Club Soda + Lime

Day 19: The Whys

I am taking a little different approach rather than chopping this up in to categories.

Today is about the “why” of this journey. And, if you haven’t discovered already, this is about way more than just drinking for me. I knew in my heart of hearts that this one habit was at the top of the hill. And we all know which direction shit slides.

The following list of wishes and whys were written on February 5, 2018. I have been shuffling them from paper pile to paper pile all this time, but never threw them away. I must have known at some point that I would need to reference them.

The original list was written solely for the weight loss goal I had set for myself. [Note the date. I had very obviously given up on my resolution early in the game to then reset it in mid-February.] However, since I am convinced that my alcohol consumption directly affected my weight and ultimately my poor self-image, all of these apply to my current sitch.

So, here they are, written exactly as I wrote them out last February:

Be able to:

  • Put my hands on my hips

  • Cross my legs

  • Lay down on the a flat surface comfortably

  • Tie my shoes easily

  • Have more energy

  • Inspire someone

  • Wake up feeling good and well rested

  • Fit in to all my clothes

  • Write my own success story

  • *Not feel like I am stuffing sausage in to a casing every time I get dressed.

  • *Be more present for my kids and Dale

These are new but should have been on there last year.

Things I need to do:

  • Make my bed

  • Plan my days

  • Change my sitting habit

  • Remember all the why’s

  • Prepare at least 3 meals per week

  • Start drinking tea in stead of coffee

  • Cut out sugary drinks

  • Walk/run at least 30 minutes per day (could be broken up)

  • Practice self care by treating myself like my own best friend

  • Cut down on drinking alcohol so I can be more present

  • Plan my meals and pay attention to what I am putting in my mouth

  • Eat or drink 400 calories less per day

  • Burn 600 calories per day in exercise

My why list from 2018.

Since honesty is my jam these days, a few days after my 40th birthday last October, I barely got out of bed.
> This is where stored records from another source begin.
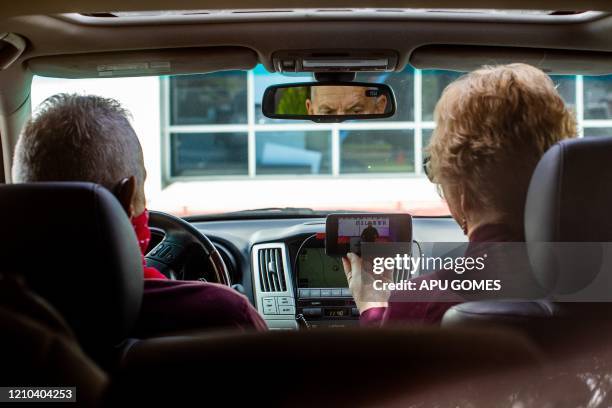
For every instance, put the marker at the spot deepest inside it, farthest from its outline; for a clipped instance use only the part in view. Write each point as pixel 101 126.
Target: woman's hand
pixel 352 269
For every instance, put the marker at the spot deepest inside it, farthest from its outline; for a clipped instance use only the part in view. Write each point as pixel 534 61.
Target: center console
pixel 323 296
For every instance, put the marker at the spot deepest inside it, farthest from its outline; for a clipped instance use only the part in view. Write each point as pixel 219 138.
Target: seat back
pixel 569 202
pixel 76 248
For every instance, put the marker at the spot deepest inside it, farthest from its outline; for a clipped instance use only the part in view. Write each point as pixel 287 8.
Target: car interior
pixel 61 237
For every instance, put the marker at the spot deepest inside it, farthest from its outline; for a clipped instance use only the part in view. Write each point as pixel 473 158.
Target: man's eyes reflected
pixel 326 111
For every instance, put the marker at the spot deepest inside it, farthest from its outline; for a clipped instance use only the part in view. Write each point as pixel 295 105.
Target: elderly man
pixel 344 100
pixel 89 138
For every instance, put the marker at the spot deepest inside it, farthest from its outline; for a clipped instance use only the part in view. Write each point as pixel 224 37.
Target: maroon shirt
pixel 173 306
pixel 432 312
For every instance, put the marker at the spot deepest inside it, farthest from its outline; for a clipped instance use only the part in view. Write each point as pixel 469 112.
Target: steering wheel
pixel 182 240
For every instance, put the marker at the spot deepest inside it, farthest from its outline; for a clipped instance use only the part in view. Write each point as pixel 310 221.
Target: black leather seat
pixel 75 247
pixel 569 201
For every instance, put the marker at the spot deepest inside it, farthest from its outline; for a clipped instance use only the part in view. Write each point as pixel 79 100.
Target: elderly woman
pixel 492 127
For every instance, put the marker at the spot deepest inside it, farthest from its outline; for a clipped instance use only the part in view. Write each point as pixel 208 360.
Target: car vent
pixel 271 270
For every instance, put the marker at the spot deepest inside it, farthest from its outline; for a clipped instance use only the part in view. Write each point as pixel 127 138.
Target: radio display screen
pixel 317 270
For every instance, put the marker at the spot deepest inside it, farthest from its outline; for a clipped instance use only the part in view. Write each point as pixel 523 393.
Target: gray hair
pixel 78 138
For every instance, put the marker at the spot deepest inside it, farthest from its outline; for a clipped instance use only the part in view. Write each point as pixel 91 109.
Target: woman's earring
pixel 464 226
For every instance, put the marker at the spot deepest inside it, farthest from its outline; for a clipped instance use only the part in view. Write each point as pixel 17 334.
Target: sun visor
pixel 144 63
pixel 552 61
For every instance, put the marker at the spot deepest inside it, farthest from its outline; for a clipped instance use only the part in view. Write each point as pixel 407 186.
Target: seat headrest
pixel 76 248
pixel 570 194
pixel 568 212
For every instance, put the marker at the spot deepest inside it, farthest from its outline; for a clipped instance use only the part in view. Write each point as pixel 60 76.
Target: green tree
pixel 293 101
Even after an amazing surprise party thrown my my closest friends and hubs, I was so depressed I could hardly function. For sure I was hungover for a couple of those days, but this was much heavier.
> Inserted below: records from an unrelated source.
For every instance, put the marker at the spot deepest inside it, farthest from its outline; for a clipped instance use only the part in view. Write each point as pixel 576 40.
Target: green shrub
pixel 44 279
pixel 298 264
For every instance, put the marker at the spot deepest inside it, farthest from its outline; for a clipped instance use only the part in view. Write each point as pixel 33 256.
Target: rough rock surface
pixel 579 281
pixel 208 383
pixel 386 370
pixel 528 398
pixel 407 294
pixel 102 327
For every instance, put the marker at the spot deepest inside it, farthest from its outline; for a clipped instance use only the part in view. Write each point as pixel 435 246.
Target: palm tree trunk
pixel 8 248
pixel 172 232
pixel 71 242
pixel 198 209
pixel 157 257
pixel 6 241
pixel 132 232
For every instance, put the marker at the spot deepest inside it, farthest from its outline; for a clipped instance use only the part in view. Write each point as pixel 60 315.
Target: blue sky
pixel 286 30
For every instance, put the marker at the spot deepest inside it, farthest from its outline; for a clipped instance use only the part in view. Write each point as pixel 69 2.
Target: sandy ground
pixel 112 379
I had wasted the last twenty years of my life in a cycle of shame and guilt surrounding drinking, eating habits and a terrible self confidence and body image. Of course I had fleeting moments of happiness, bliss and gratitude in all those years, but the majority of my breaths were plagued with shame.

I know this sounds sad and maybe surprising (and I did end up calling my doctor to get help) to some of you since I can put on a pretty good show, but the reason I am sharing is because I want to remember where I’ve been so I can appreciate where I’m at. And, if there’s someone out there suffering like I did, maybe my story will help.

In these 18 short days I have realized that everything I was so scared of was just sitting there waiting for me on the other side of my decision. I don’t feel bad about that, I’m just thankful I didn’t wait any longer.

I also want to recognize that the first part of that list may sound very simple to some people, and possibly things that some take for granted. If you would have showed me that list at 20 years old I would have rolled my eyes and said, “That will never happen to me.”

The second part of this list is literally my task list every day and if you’ve been following along, you’d know that.

It’s completely crazy on so many levels that I saved that list all these months. Those of you that know me well know that I don’t keep an organized house and paperwork is my nemesis. Most of it ends up in the circular file whether I need it or not. I promise I found this list on Wednesday, January 16th, 2019.

The Universe must have really wanted me to have it.